Maybe my remarks are obsolete, just in case, my Version: Nextcloud Hub 3 (25.0.10)
I was annoyed by a bug in the communication protocol between (at least) the android client App and my server (8 vCPU + 32 GB + bis 500MBit/s) while uploading big files, like videos. I suppose it occurs because the client comes in timeout before the server transfer the Ack. Then the client retries and endlessly creates copies because I configured the error management so: “retry and keep both version if a file with the same name exist by renaming with (2)” and I do not want to change this.
I came into creating a small script which listed all files in data and based on md5, sha256 and size, identified duplicates.
My script scanned all files and detected that from my 500GB of data… 100 GB (20%) where lost because of such duplicates. There are also files from 2 handy clients from users which synchronizes there whatsapp picture folders, but the impact is minimal, because no endloop and the files are compressed (by whatsapp).
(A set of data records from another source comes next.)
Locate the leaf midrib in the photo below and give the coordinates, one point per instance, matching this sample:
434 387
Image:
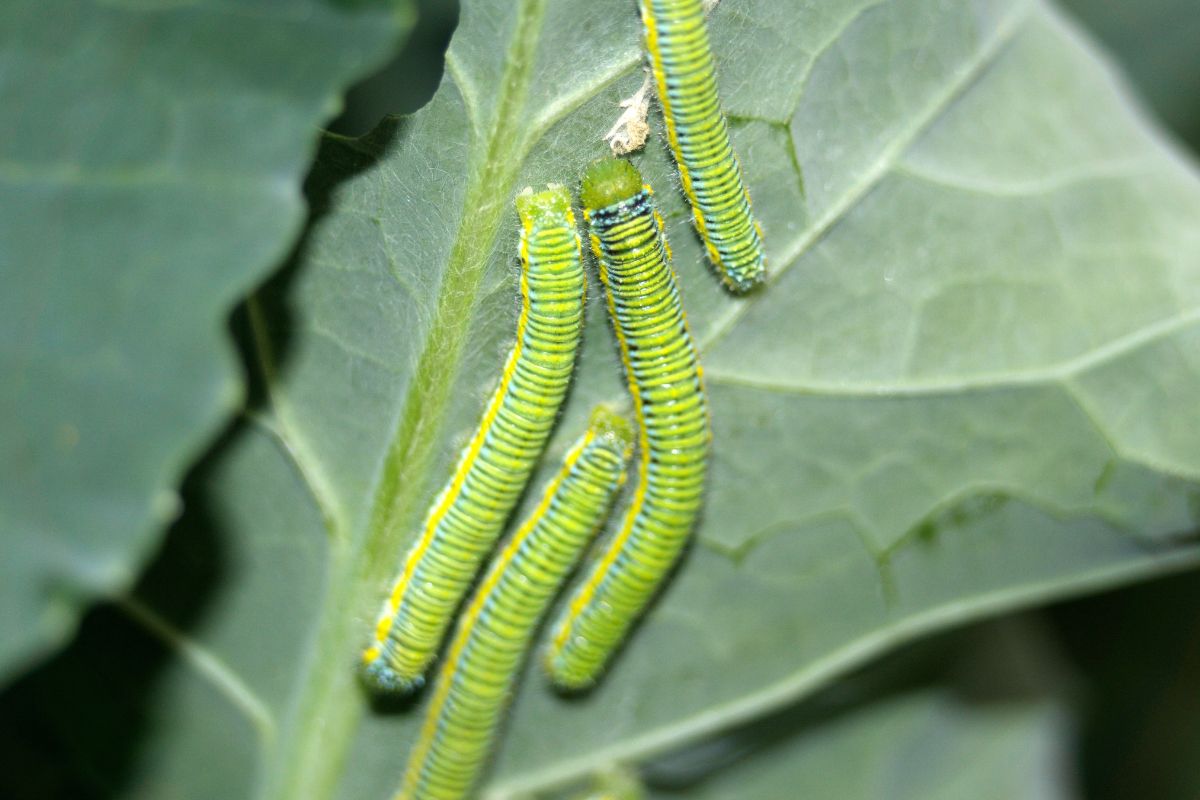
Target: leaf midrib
325 714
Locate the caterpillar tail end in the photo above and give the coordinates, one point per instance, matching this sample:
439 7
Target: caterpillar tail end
382 679
609 181
567 677
550 205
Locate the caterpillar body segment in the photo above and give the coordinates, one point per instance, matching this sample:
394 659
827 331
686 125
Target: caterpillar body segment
676 37
493 469
664 377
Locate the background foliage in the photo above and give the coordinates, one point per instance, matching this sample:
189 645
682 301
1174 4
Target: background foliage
970 389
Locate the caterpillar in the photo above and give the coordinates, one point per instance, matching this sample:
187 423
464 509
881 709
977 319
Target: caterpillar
493 632
664 379
682 64
493 469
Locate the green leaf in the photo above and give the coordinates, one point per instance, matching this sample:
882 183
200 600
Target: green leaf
970 385
150 166
991 727
1155 41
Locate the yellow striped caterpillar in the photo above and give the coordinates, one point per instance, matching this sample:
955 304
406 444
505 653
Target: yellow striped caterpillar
469 512
493 633
664 378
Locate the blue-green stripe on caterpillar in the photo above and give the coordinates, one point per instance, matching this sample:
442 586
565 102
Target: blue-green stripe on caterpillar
493 633
493 469
676 37
664 377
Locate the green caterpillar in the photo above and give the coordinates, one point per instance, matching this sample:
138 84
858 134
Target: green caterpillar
682 62
469 512
495 630
673 435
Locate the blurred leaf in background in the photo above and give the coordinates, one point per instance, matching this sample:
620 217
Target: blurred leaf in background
151 154
1157 44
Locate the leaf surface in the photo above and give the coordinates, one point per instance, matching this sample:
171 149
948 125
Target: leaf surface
150 169
969 386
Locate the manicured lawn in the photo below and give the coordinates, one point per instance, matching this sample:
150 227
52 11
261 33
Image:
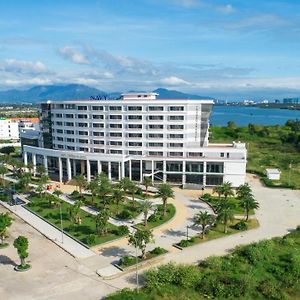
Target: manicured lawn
154 221
265 151
218 232
133 208
81 232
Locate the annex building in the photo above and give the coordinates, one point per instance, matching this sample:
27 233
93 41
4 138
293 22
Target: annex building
135 136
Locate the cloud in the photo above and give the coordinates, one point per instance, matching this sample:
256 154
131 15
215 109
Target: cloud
22 66
173 81
73 55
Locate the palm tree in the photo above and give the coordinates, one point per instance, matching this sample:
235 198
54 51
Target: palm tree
146 206
147 181
225 212
118 196
248 203
204 219
164 192
81 183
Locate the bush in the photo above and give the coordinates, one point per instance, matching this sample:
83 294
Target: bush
158 251
242 225
124 215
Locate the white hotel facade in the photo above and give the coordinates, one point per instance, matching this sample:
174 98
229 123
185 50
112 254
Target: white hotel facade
135 136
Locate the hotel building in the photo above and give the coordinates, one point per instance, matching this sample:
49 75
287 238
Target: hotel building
135 136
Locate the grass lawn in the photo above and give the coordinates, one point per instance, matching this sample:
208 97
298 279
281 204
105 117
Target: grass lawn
265 151
218 232
154 221
81 232
133 209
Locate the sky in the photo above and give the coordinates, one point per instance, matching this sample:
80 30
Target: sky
236 49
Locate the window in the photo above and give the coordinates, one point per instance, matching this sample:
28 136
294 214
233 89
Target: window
137 117
81 107
195 154
98 117
97 107
83 141
156 126
154 118
80 116
176 108
115 108
135 144
115 134
135 126
176 118
98 125
155 135
155 108
173 127
115 151
135 108
115 125
155 144
97 133
135 135
176 136
214 167
82 124
135 152
176 145
69 131
83 132
115 117
176 154
155 153
115 143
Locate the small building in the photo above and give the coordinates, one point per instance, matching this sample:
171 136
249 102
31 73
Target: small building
273 174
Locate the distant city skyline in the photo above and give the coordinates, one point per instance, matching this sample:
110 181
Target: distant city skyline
223 49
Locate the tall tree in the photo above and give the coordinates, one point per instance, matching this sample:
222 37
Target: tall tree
140 239
5 222
147 181
225 212
102 221
81 183
248 203
205 220
164 192
21 244
146 206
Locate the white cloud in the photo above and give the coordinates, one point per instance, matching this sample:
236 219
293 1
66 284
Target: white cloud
73 55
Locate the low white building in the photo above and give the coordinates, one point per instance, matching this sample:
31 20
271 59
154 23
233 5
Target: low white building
136 136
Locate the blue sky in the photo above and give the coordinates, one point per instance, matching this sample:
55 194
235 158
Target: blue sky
226 49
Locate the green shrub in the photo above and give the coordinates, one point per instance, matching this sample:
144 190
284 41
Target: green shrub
158 251
242 225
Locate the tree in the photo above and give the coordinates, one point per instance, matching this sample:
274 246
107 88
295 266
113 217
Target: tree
7 150
147 181
21 244
248 203
146 206
204 219
81 183
140 239
225 212
164 192
102 221
118 196
5 222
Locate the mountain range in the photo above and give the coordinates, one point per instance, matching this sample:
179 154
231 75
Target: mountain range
77 91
Then I explored a bit and I came with a couple of suggestions. Do what you want with them, if you want I can also copy them elsewhere if it is more appropriate.
- continuous: Backend stores md5 and sha256 of files. They can be compared by the client with there local copies if a file with the same name already exists, to avoid unexpected duplicates
- daemon: create a size optimizer daemon, which compares (size+md5+sha256) all files (independently with the owner) to detect duplicates. When one is found, it is moved into a data_duplicate folder. This file would then be pointed at with symbolic links in place of the actual duplicates. The daemon would also clean up by removing files of this data_duplicate folder which are no more pointed at by symbolic links
- It would be nice to have the option “skip trash” when deleting a file, with a confirm-overlay containing a “don’t ask again today checkbox”. → When one tries to get more storage again and go through several folders, it is annoying to remove, then go to trash and delete again.
- It is not possible to sort by size (to start completely removing the biggest one, for example)
- it is not possible to search easily for a file, except if one knows the EXACT name including its extension (no wildcard/regexp/partial/per type option)
- if a sharee (not the owner but the one becoming the share) deletes a file, then this file seems to be in both trash of the share and the owner. Maybe only the owner should see the file in his trash, or some tricks should avoid duplicating the file on the system for every user (symbolic link?). I did not check the behaviour with 10 sharees, if all of them becomes this duplicate…
- The search overlay which hides the last columns (shared status, size, last modified) of the first 5 lines of results. A “quick filter” line (between title line and the first element) additionally to the current search might be appropriate. It would offers appropriate search options for the column (string search in Name column, size bigger and/or smaller than, modified before xx and/or after xx, shared yes/no checkbox). This filter would not go through the children folders, but only the current folder.